October 6th, 2015 in Akatsuki no Yona, Anime, General Reviews by

dawn patrol blog 146
This isn’t necessarily a ‘girl who saves the world’ anime, but “Akatsuki no Yona” (“Yona of the Dawn”, also known as “The girl standing in the blush of dawn”) certainly embraces a woman who goes from wallflower to being front and center (that’s her, front and center).

We start off in the kingdom of Kouka, with Yona as your typical pampered princess, whose biggest concern might be chipping a nail (actually, it’s her flaming red hair; she hates it). Along with her bodyguard Son Hak (off her left shoulder) and childhood friend Soo-won, they live a happy, sheltered life….until on her 16th birthday celebration, she sees Soo-won kill her father, King Il, and engineer a coup. The reason behind it, the king was weak and deserved to die. Well, that’s been a pretty good reason to kill rulers since we’ve had rulers. Yona and Hak escape, as Hak is the Thunder Beast and can use that blade of his to devastating results. Sadly, both of them fall to their deaths from a high precipice while being pursued by the palace forces.

That puts a major crimp in things, as Soo-won was going to marry Yona, to give legitimacy to what he wanted to do as king. He can (and will) still proceed, but it just makes things a whole lot tougher. However, our demoralized duo is not dead, but has taken refuge with an oracle of some ilk, Ik-su. Offering his young apprentice, Yun (far right), as a guide, they have been instructed to hunt down the Four Dragons, as they have pledged their fealty to the King of Hiryuu castle. Wait, but she’s a girl, so she’d be queen, right? Shhh, it’s the emotional import. As the rightful heir and eventual ruler, she gets their support. Oh, and they aren’t real dragons, with scales and a forked tail and breathing fire, but they have the attributes of a dragon. In my picture up there, you see all four of them (I’ll break down that cast a bit later).

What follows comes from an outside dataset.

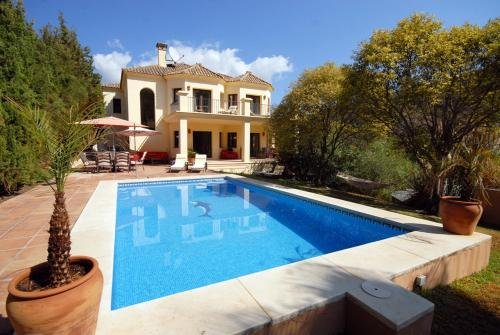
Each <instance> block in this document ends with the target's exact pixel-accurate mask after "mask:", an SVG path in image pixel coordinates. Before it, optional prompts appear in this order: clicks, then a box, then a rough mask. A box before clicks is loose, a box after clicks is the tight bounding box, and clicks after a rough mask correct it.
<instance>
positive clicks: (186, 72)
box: [168, 63, 224, 79]
mask: <svg viewBox="0 0 500 335" xmlns="http://www.w3.org/2000/svg"><path fill="white" fill-rule="evenodd" d="M168 74H170V75H173V74H191V75H194V76H202V77H213V78H219V79H224V78H223V76H222V75H221V74H219V73H217V72H214V71H212V70H209V69H207V68H206V67H204V66H203V65H201V64H200V63H196V64H194V65H192V66H190V67H187V68H185V69H180V70H178V71H174V72H170V73H168Z"/></svg>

The first season of the show is Yona’s attempt to hunt down and convince the dragons to support her in her struggle to retake that which was ripped from her. We also see Yona grow into one determined maiden, willing to fight, and kill, in the name of justice. The nice thing about the show is that her transformation is not complete. She still gets scared and nervous and flustered, but has a fire in her belly to follow this thing through, even though it may mean having to slay her childhood friend. You really see her commitment in the concluding arc for the first season, the battle with Lord Kum-ji over Awa Port.

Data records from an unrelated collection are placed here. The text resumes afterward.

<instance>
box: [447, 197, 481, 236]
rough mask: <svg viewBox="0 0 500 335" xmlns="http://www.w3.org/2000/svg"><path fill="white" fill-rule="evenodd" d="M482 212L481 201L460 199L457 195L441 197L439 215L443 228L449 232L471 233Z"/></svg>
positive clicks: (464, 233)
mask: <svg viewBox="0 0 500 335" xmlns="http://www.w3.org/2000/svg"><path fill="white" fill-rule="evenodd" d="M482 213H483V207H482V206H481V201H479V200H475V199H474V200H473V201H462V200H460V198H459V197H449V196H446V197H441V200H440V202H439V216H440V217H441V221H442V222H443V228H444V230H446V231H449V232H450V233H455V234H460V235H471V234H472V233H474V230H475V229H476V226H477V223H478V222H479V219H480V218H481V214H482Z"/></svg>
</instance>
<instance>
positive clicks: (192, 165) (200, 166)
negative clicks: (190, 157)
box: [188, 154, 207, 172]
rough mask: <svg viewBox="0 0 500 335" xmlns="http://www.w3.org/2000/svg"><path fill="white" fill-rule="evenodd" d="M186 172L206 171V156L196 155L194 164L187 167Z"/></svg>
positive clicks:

And her dragon friends? They are all over the boards emotionally. Starting from the sword in the center and moving left (and this is also the order they were found): Ki-Ja, the White Dragon. He stepped into his role with zero hesitation, despite being almost as naïve as Yona. Shin-Ah, the Blue Dragon. His eyes cause massive devastation and death, so he wears a mask, but Yona saw him for whom he was inside, and he signed up (and his pet squirrel, Ao. That is the consistent comic relief). Jae-Ha, a bit of a rogue (or a Leo-type, for you astrology buffs), and is the Green Dragon, able to leap long and far. He kind of blows this whole escapade off, as he doesn’t want anything to crimp his style, but he eventually comes around. Then comes Zeno, the Yellow Dragon. Now, he made his appearance in the very last episode, so we don’t know too much about him, but he was the easiest to find (home cookin’ always brings ‘em in!)

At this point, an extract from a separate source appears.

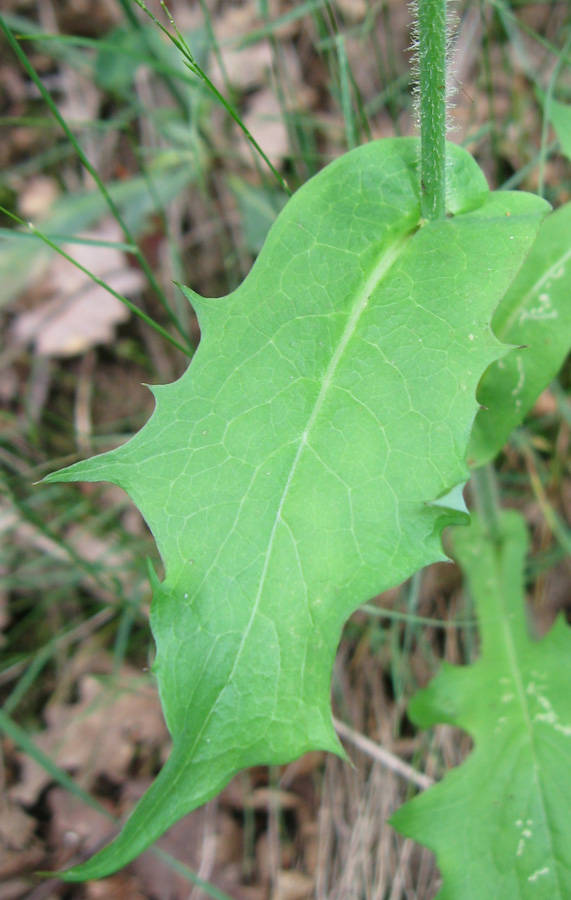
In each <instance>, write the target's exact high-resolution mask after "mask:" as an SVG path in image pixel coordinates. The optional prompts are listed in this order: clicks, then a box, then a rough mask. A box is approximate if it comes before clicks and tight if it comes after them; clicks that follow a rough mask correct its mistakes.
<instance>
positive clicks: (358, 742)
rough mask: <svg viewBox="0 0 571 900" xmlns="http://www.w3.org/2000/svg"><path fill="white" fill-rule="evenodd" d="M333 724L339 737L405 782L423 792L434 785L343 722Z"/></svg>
mask: <svg viewBox="0 0 571 900" xmlns="http://www.w3.org/2000/svg"><path fill="white" fill-rule="evenodd" d="M333 724H334V726H335V730H336V731H337V733H338V734H339V735H340V736H341V737H343V738H345V740H347V741H350V742H351V743H352V744H353V745H354V746H355V747H357V748H358V749H359V750H361V751H362V752H363V753H366V754H367V756H370V757H371V759H374V760H375V761H376V762H379V763H380V764H381V765H382V766H386V767H387V769H390V770H391V771H392V772H395V773H396V774H397V775H402V777H403V778H406V780H407V781H411V782H412V783H413V784H416V786H417V787H419V788H420V789H421V790H423V791H424V790H426V789H427V788H429V787H430V786H431V785H432V784H434V779H432V778H430V777H429V776H428V775H423V774H422V772H417V770H416V769H413V767H412V766H409V765H408V763H405V762H403V761H402V759H400V757H398V756H396V755H395V754H394V753H391V752H390V751H389V750H385V749H384V747H381V745H380V744H376V743H375V742H374V741H371V740H370V739H369V738H367V737H365V735H364V734H360V733H359V732H358V731H355V730H354V729H353V728H350V727H349V726H348V725H345V724H344V722H340V721H339V719H335V718H334V719H333Z"/></svg>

It is a very good run, despite a couple of dud episodes, but I felt those were to let us know what other folks were doing while our heroes were in hunt mode. Despite these fizzles, you have a really strong story, both in the plot itself and the characters, even if some of them are a bit clichéd (like Madame Pirate). The relationships are some of the best that I have seen in anime in a long time, as they feel natural and not kind of stuck in, as you expect them to be stuck in. I am anxious for the second season, as we have everything in place for a remarkable conclusion.
On a scale of 1 to 10:

Artwork 8 (Interesting executions)
Plot 8 (Nice twist on the maturity idea)
Pacing 7 (Pretty consistent)
Effectiveness 8 (Plotted out quite well)
Conclusion 5 (It reaches a ‘coupler point’, but hasn’t ended)
Fan Service 2 (A similar show would be “Okamisan”)

Overall 8 (Everything comes together well)

And remember, it’s first run until you’ve seen it. I want to get stronger.